On Satisfaction and Motivation

I’ve been thinking a lot about my job history, and which jobs really motivated me to do what could be considered my best work. It didn’t take me long to realize that the two most satisfying AND motivating jobs were relatively low-paying: one was a co-op term working at a high school providing on-site technical support, and the other was a job providing technical support and software testing to a company working with the not-for-profit sector. After a fun little jaunt down memory lane, I started to question what about those jobs was so great? In both cases, I had come from a job that paid much better, and should have had more room to advance. Shouldn’t those high-paying and upwardly-mobile jobs be the ones that stuck out?

Over the last 5 years or so, I’ve come to realize that while money is useful, it doesn’t really connect to job satisfaction for me. I wouldn’t go as far as to say it is completely disconnected; rather, it seems orthogonal to feeling motivated and satisifed at a job. Some people certainly seem to be driven by money, and if that works for them, great! In some respects, that makes things a bit easier – after all, most employers tend to approach hiring and retention by using money and, to some degree, money-related benefits like RRSP contribution matching, health benefits, etc. These things can make day-to-day life easier, but at least in my case, they don’t necessarily connect with how much I enjoy my work. Advancement, at least in terms of titles, hasn’t really done much for me either. I’ve had promotions, and it feels good for a while, but the glow tends to wear off quickly.

So, then what does motivate me?

Both of the jobs that I consider the most enjoyable of my career had a few things in common besides being relatively low-paying:

1) Lots of creative challenges
2) Not too much monotony
3) Most of the other employees were reasonably enthusiastic about what they were doing
4) The underlying reason for the jobs was to help people (students and not-for-profits, respectively)

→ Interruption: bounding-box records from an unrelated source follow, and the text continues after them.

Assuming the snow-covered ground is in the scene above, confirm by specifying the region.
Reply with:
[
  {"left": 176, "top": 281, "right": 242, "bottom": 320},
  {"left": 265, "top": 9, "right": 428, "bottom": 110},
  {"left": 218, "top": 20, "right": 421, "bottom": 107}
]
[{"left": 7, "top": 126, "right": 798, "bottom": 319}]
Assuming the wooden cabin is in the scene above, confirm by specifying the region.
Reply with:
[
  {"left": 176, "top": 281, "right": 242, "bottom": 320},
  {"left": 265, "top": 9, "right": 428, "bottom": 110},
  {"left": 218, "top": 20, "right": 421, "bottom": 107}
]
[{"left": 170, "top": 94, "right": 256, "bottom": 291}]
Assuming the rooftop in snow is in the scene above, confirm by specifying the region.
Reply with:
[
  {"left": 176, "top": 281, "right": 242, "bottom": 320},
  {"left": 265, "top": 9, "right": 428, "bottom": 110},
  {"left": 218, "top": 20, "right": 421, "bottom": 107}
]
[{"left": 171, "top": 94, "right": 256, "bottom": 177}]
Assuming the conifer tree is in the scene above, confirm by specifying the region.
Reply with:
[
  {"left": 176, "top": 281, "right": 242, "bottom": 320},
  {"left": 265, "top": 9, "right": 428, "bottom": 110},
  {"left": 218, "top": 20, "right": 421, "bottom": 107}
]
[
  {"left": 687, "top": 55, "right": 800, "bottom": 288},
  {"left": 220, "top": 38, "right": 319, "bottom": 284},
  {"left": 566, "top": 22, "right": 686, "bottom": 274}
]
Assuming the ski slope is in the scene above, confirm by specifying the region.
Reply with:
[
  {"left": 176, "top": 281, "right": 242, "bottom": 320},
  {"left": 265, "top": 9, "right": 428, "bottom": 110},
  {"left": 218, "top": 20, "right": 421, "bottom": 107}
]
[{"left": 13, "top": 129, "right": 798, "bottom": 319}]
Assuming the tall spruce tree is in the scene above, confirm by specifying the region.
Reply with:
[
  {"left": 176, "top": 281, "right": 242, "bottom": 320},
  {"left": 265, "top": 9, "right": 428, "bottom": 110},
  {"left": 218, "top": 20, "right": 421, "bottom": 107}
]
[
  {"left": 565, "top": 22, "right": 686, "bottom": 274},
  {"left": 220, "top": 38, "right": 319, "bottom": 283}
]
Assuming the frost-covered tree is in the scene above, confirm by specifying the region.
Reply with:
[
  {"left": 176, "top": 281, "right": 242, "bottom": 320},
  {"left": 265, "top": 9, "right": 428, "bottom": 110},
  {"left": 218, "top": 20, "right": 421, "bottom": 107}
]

Based on these 4 points, I decided that my ultimate job ad would be as follows:

Want to work someplace fun, where nearly-excessive enthusiasm is not only ok, but encouraged? Then you should come work for us! Your mission, should you choose to accept it, will be to help us help make the world a better place. You’ll have the opportunity to move around and work on lots of cool projects. There will be hard work, but we think you’ll have a blast!

Lots of employers claim that they’re fun places to work, and that they value creativity. Wouldn’t it be great if that were actually the case? Unfortunately, the reality is that most businesses, at the end of the day, count on far too much regularity in their employees to nurture a creative environment. Even the place that was once the bastion of techno-creativity and overall awesomeness, Google, has started getting all buttoned-down. Does that somehow makes them better than they were before? Maybe, maybe not. I can tell you that changing the corporate culture from a model that openly encourages creative thinking to a more by-the-book model, you will likely lose the respect and loyalty of the very people who helped make you successful.